CONFCOMMERCIO, LA CINA CONFERMA L’INTERESSE PER IL MOBILE UMBRO

mobili_classici_02La Cina guarda con interesse al mobile umbro. La conferma è stata data direttamente a una delegazione di imprenditori umbri, che nei giorni scorsi ha condotto in porto una missione di affari a Canton e in altre regioni del paese. Gli esiti di questa missione saranno illustrati nel corso di un incontro, organizzato da Federmobili della provincia di Perugia – Confcommercio, che si svolgerà il prossimo 6 marzo, alle 15, nell’ambito di Expo Casa, nella sala convegni del centro congressi all’Umbriafiere di Bastia. L’incontro è rivolto a commercianti, industriali, artigiani, rappresentanti di prodotti, manufatti e materiali specifici del settore arredo – casa: tutti operatori potenzialmente interessati a presentare i loro prodotti nei grandi centri commerciali che stanno per aprire in diverse regioni della Cina, che sono intenzionati ad offrire alla loro clientela, con alta possibilita’ di spesa, proposte italiane di qualità.
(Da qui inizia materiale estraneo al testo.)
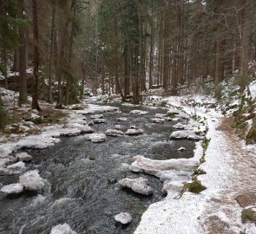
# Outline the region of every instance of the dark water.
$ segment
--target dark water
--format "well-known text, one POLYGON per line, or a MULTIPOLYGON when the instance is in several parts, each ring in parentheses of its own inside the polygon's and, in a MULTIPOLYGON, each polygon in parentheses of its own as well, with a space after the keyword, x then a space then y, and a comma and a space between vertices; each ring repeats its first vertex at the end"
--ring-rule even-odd
MULTIPOLYGON (((95 125, 95 132, 104 132, 115 124, 125 131, 131 125, 144 130, 140 136, 108 137, 107 141, 94 144, 82 135, 62 138, 56 146, 43 150, 27 150, 33 156, 29 169, 38 169, 47 180, 40 195, 23 194, 16 197, 0 195, 0 233, 49 233, 51 227, 68 223, 77 233, 132 233, 148 205, 163 198, 162 183, 156 178, 129 172, 127 164, 133 156, 141 154, 154 159, 190 158, 194 143, 169 140, 176 122, 151 123, 154 114, 166 110, 148 109, 149 114, 129 114, 135 107, 120 107, 121 114, 103 114, 107 123, 95 125), (128 122, 117 122, 117 117, 128 117, 128 122), (177 149, 185 146, 186 152, 177 149), (154 192, 141 196, 121 189, 115 181, 125 177, 142 176, 149 179, 154 192), (123 228, 115 224, 114 216, 128 211, 133 222, 123 228)), ((16 182, 17 177, 2 177, 0 183, 16 182)))

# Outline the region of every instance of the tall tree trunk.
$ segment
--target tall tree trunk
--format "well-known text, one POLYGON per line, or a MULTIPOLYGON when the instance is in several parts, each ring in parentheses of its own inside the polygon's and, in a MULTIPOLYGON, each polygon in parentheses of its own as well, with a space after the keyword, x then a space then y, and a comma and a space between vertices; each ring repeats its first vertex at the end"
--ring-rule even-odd
POLYGON ((41 111, 38 104, 38 67, 39 67, 39 38, 37 21, 37 0, 33 0, 33 37, 34 37, 34 82, 32 84, 32 109, 41 111))
MULTIPOLYGON (((24 18, 24 3, 23 0, 18 0, 19 16, 24 18)), ((19 28, 19 81, 20 91, 18 105, 25 104, 28 102, 28 91, 27 91, 27 78, 26 78, 26 39, 25 29, 23 27, 19 28)))
POLYGON ((51 1, 52 11, 51 11, 51 32, 50 32, 50 46, 49 46, 49 91, 48 91, 48 101, 52 103, 52 58, 54 54, 54 40, 56 35, 56 0, 51 1))

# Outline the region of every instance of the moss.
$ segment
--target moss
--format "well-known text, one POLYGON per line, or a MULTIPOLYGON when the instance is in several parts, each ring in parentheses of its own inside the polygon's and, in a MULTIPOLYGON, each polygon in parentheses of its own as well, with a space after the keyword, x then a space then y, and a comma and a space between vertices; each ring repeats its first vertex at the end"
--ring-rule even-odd
POLYGON ((256 212, 253 209, 245 209, 242 211, 242 223, 253 222, 256 224, 256 212))

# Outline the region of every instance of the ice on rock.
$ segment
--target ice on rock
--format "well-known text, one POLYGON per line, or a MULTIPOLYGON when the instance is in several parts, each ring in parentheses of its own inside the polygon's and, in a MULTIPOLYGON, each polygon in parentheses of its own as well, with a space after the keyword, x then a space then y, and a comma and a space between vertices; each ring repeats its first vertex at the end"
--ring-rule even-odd
POLYGON ((30 171, 19 177, 19 182, 26 190, 39 192, 44 186, 43 178, 38 170, 30 171))
POLYGON ((125 132, 126 135, 131 135, 131 136, 135 136, 135 135, 140 135, 140 134, 143 134, 143 130, 142 129, 134 129, 134 128, 129 128, 125 132))
POLYGON ((29 162, 32 160, 32 156, 28 154, 27 153, 19 153, 16 154, 16 158, 22 162, 29 162))
POLYGON ((123 133, 117 129, 108 129, 105 132, 105 134, 107 136, 121 136, 121 135, 123 135, 123 133))
POLYGON ((148 185, 148 179, 141 177, 137 179, 125 178, 118 181, 118 184, 143 195, 150 195, 153 192, 153 188, 148 185))
POLYGON ((23 191, 23 185, 21 183, 10 184, 3 186, 0 191, 5 194, 18 194, 23 191))
POLYGON ((115 220, 121 224, 128 224, 132 222, 133 218, 128 212, 121 212, 115 216, 115 220))
POLYGON ((10 174, 20 174, 26 171, 26 166, 23 162, 17 162, 7 166, 10 174))
POLYGON ((132 110, 130 114, 139 114, 139 115, 145 115, 148 114, 148 111, 141 111, 141 110, 132 110))
POLYGON ((51 229, 50 234, 77 234, 68 224, 58 224, 51 229))
POLYGON ((92 133, 89 135, 89 140, 94 143, 103 142, 106 140, 106 134, 104 133, 92 133))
“L’Umbria – commenta Marco Fantauzzi, presidente Federmobili della provincia di Perugia e primo sostenitore del progetto di apertura al mercato cinese – può giocare un ruolo importante in questa partita, forte di una lunga ed apprezzata tradizione nella produzione di mobili e complementi di arredo, con una forte presenza di operatori commerciali in grado di valorizzare enormemente la nostra offerta e di trasmettere i valori di quello stile italiano che tanto piace alle nuove classi emergenti cinesi. Quella che vogliamo condividere con i colleghi del settore è una opportunità che ci sembra interessante. La Cina è un mercato dalle straordinarie potenzialità, che a noi interessa non per andare a produrre li a minor costo, ma per portare su quello sterminato territorio il meglio della nostra offerta, con la speranza di dare un impulso alla nostra economia interna, che ha bisogno di cogliere tutte le opportunità che si riescono a costruire per superare la crisi con la quale le nostre imprese si devono misurare ogni giorno”.